Genetic testing in a national cohort of adults with chronic kidney disease of unknown origin.

Abstract

Background and hypothesis: Chronic kidney disease (CKD) remains unexplained in at least 20% of patients. Massively parallel sequencing (MPS) can be a valuable diagnostic tool in patients with unexplained CKD, but prospective data from routine clinical practice are limited. We aimed to determine the diagnostic yield and relevance of MPS-based gene panel testing in patients with unexplained CKD in a real-world context. We additionally examined barriers to implementation of genetic testing.

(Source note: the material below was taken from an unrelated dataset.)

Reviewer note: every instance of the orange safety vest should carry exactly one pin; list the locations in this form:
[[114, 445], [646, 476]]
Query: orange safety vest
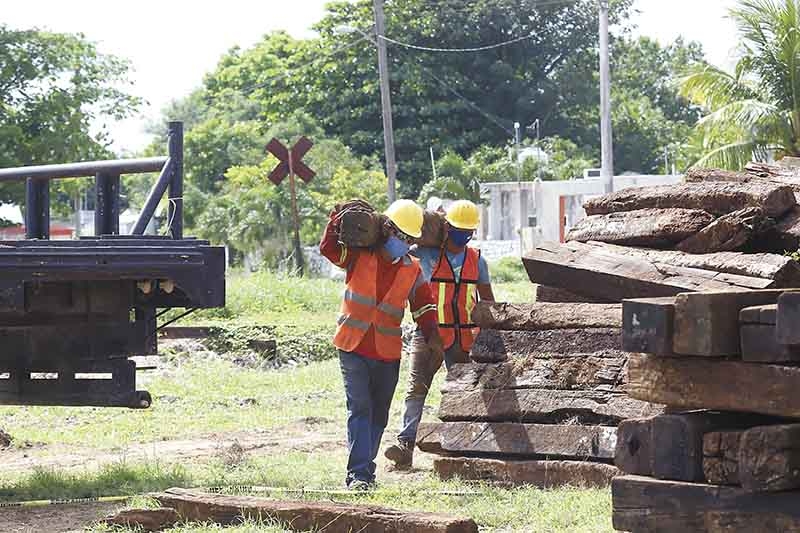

Methods: In this prospective cohort study, we recruited patients with unexplained CKD (eGFR <60mL/min/1.73 m2 without underlying clinical diagnosis) with onset <50 years who underwent MPS-based multi-gene panel testing from 11 academic and non-academic hospitals across the Netherlands. In patients with a (likely) pathogenic variant, we verified that the variant likely explained the clinical phenotype. A nationwide online survey was sent out to all Dutch nephrologists and residents to investigate potential barriers for gene panel testing.

Results: A diagnostic variant was identified in 59/340 participants (17%). Most common diagnostic variants were in NPHP1 (13 patients), COL4A3 (12 patients), COL4A4 (5 patients), COL4A5 (6 patients), and PAX2 (5 patients). A genetic diagnosis led to at least one clinical consequence in 73% of patients. Main barriers reported by Dutch nephrologists (N=71) included genetic illiteracy (53%), difficulties with test selection (51%), and lack of time (43%).

Conclusion: MPS-based multi-gene panel testing yielded a genetic diagnosis in 17% of patients with unexplained CKD. Our findings support the relevance of MPS in the diagnostic workup of adults with unexplained CKD with onset <50 years. Additionally, our results underline the need to improve genetic education among nephrologists to better the implementation of MPS-based diagnostic testing in clinical practice.